The scale takes into account pre-meal blood sugar levels and the usual amount of carbohydrate a person would eat during that meal.
However, people using insulin scales still need to consider the dose of insulin they will take. They should compare it to the amount of food they are eating and account for activities planned for after eating.
This is because if they are going to eat more than usual, then they may need more insulin than is listed on the scale. Or, they may need less insulin than is listed on the scale if they are planning on being more active than usual that day.
For example, if a person goes on a run after eating, they will not need as much insulin because the body uses more glucose during exercise.
In recent years, pumps have become widely available for people who need insulin. These are rapidly taking over as the mainstream alternative to insulin injections.

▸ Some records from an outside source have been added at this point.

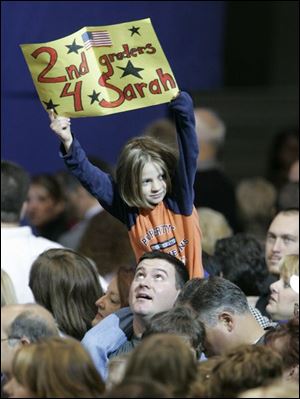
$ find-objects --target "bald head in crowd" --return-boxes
[1,303,59,376]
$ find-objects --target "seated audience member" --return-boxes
[121,334,198,398]
[265,209,299,276]
[266,127,299,191]
[189,344,283,398]
[1,269,17,307]
[1,161,62,303]
[176,277,267,358]
[102,377,173,398]
[25,173,69,241]
[193,107,238,232]
[1,304,59,395]
[29,248,103,340]
[265,315,299,382]
[78,210,135,283]
[236,177,277,242]
[256,208,299,316]
[92,265,135,326]
[142,305,206,360]
[197,207,233,255]
[81,251,189,380]
[3,336,105,398]
[266,254,299,321]
[238,377,299,398]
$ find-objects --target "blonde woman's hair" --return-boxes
[279,254,299,282]
[116,136,177,209]
[12,336,105,398]
[1,269,18,306]
[197,207,233,255]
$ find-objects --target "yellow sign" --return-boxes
[20,18,179,117]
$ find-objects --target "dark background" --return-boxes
[1,1,299,182]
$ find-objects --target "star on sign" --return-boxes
[128,26,141,36]
[66,39,83,54]
[117,60,144,79]
[43,99,60,114]
[88,90,101,105]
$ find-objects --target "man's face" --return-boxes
[129,258,179,318]
[92,276,121,326]
[202,318,234,358]
[26,184,63,227]
[265,212,299,274]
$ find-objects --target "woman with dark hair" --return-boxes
[29,248,103,340]
[92,265,135,326]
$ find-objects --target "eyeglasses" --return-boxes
[1,336,22,342]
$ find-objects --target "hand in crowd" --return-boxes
[49,110,73,152]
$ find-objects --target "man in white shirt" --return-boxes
[1,161,62,303]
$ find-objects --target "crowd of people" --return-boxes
[1,91,299,398]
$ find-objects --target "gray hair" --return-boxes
[8,309,59,346]
[176,277,250,326]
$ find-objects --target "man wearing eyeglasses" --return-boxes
[1,304,59,397]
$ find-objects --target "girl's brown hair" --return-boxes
[116,136,177,208]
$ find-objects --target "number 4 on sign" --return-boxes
[61,81,83,112]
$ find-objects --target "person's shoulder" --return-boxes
[32,235,63,250]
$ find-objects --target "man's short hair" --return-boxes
[142,305,205,358]
[176,276,250,326]
[138,251,189,289]
[1,160,30,223]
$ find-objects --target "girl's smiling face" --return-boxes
[141,161,167,207]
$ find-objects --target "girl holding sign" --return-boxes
[49,91,203,278]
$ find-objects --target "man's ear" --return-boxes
[20,336,31,346]
[218,312,234,332]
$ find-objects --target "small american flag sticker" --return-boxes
[81,31,112,50]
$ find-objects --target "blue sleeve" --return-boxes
[167,91,199,215]
[81,307,133,381]
[59,137,129,223]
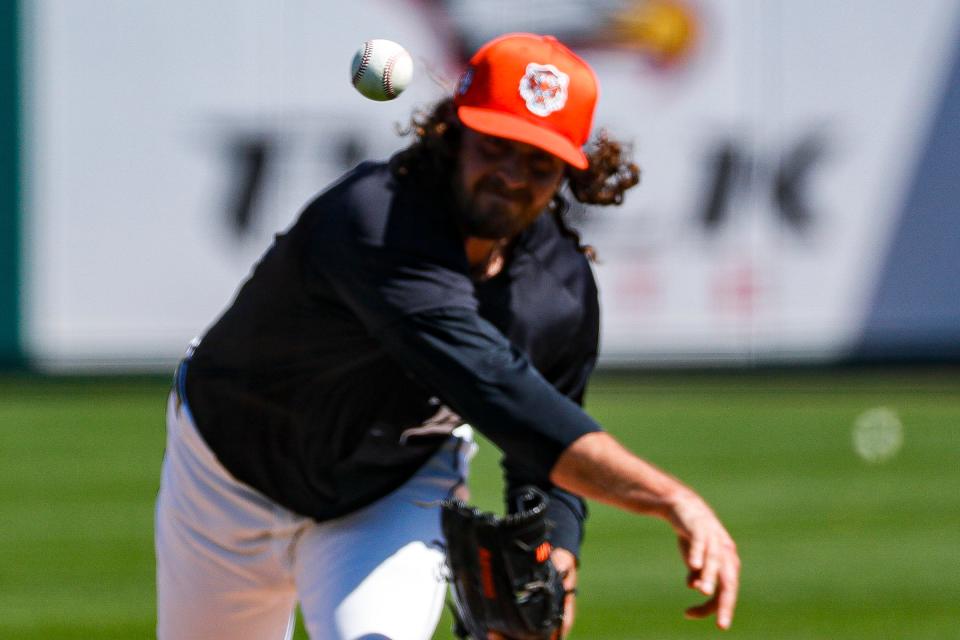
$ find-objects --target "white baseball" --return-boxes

Insulin pumps are computerized devices that provide a steady, measured, and continuous dose of basal insulin, or a surge of bolus insulin at mealtimes.
The pump delivers insulin through a catheter that the person tapes in place on the skin. Typically a person has to wear the pump at all times.
This device can make insulin therapy less disruptive and timing-dependent. However, a person will still have to request that the pump administers bolus insulin after eating a meal.
Insulin pumps can also be quite bulky, and people tend not to wear them during physical activities with reduced or removed clothing, such as swimming or sexual intercourse. Some people also take off the pump while sleeping.
Those using a pump always have the option to swap it for traditional insulin injections. For example, some people choose to leave insulin pumps at home when going on vacation and adopt a basal-bolus injection regimen. Some children choose not to wear it while on break from school over the summer.
Changing from a pump to another way of taking insulin will not affect blood sugar control, so long as a person does not miss any doses.
Basal-bolus insulin therapy involves taking slow-acting insulin to moderate blood glucose when fasting, and short-acting insulin around mealtimes to quickly reduce the impact of dietary glucose.
While people usually inject this type of insulin therapy with a needle and syringe or a pen, insulin pumps work similarly. Today, many people prefer to use these pumps rather than manual injections.
Talk to a doctor about the available options and devices, and see which regimen is the most suitable.